Wednesday, 30 June 2021

Disadvantages of Privatisation

When I read an article about the medical crisis in Japan, due to the coronavirus, I was surprised that medical systems had been established with more private clinics and hospitals since the late Nineteenth Century.


Japan Medical Association has been criticised for refusing to take COVID patients, by insisting that private clinics and hospitals would not survive because of huge costs. The organisation has been established for research purposes and its members are doctors who own and operate private clinics and hospitals.


Criticism has been made because Japanese citizens believe that the medical organisation only focuses on profits, rights and power for member doctors, rather than helping the community save the pandemic. People in Japan want the JMA to look after more and more COVID patients in order to overcome the crisis. And instead the President of JMA demands the Government to declare the state of emergency to save their member doctors from risks to get infected, and so that they will be more profitable.


Therefore, doctors and nurses at state hospitals are overloaded in looking after coronavirus patients under the pressure. Their mental health conditions are at risk, I sense.


Under the Medical Act in Japan, central and local Governments cannot order private hospitals to accept patients. The private sectors are given the right to take patients or not. And on the other hand, state hospitals are subjects to obey the Governments’ orders.


From my point of view, private hospitals should take patients to overcome the worldwide pandemic. But handing medical operations to private sectors is another problem, I think, because medical treatments are linked with lifelines, therefore should be categorised as infrastructure rather than service.


Let’s move onto transport. The industry has been owned and operated by state organisations in the past. But they were expected to be more profitable in the 1980s, many transport operators have been privatised all over the world. They went from infrastructures to services. Even transport privatisation happens in big cities.


Former Victoria’s Premier Jeff Kennett privatised many state sectors including Melbourne’s buses, trams and trains in the late 1990s. The current train service operator Metro has caused big incidents and some Melburians are frustrated with their poor services.


Osaka’s subway and bus services were privatised in 2018, thanks to former Mayor of Toru Hashimoto who focused on cutting the budget of Osaka City. Two years before, its west neighbouring city of Amagasaki, Hyogo Prefecture privatised their bus services.


Osaka Metro’s subway services are the same as when owned and operated by the city council, but I am not sure about how services are changed for Osaka City Bus and former Amagasaki City Bus. However numbers of bus services in Sapporo have been reduced (the biggest city in Hokkaido privatised its bus services in early 2000s year by year).

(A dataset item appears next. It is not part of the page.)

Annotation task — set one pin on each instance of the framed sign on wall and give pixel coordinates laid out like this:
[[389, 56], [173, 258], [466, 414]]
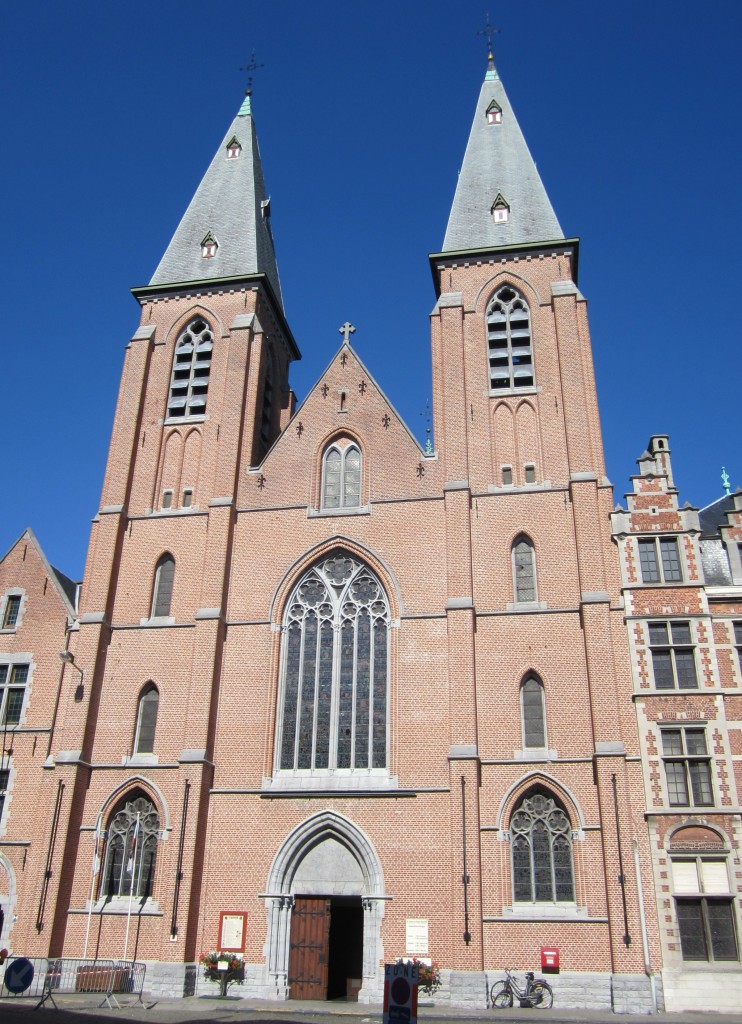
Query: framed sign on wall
[[232, 931]]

Services linking to lifelines should be reasonable and not be considered as profitable. Which is more important, our life or money? Privatisation affects our life somehow (no matter the amount). Unreasonable privatisation should be avoided, as many Victorians are against the privatisation (they see negatives of privatisation from its failure and believe Mr Kennett ruined the state).

1 comment:

  1. You are spot on. Privatisation was and is a huge con job, premised on unproven private sector "efficiency" which has to be bailed out every time it fails.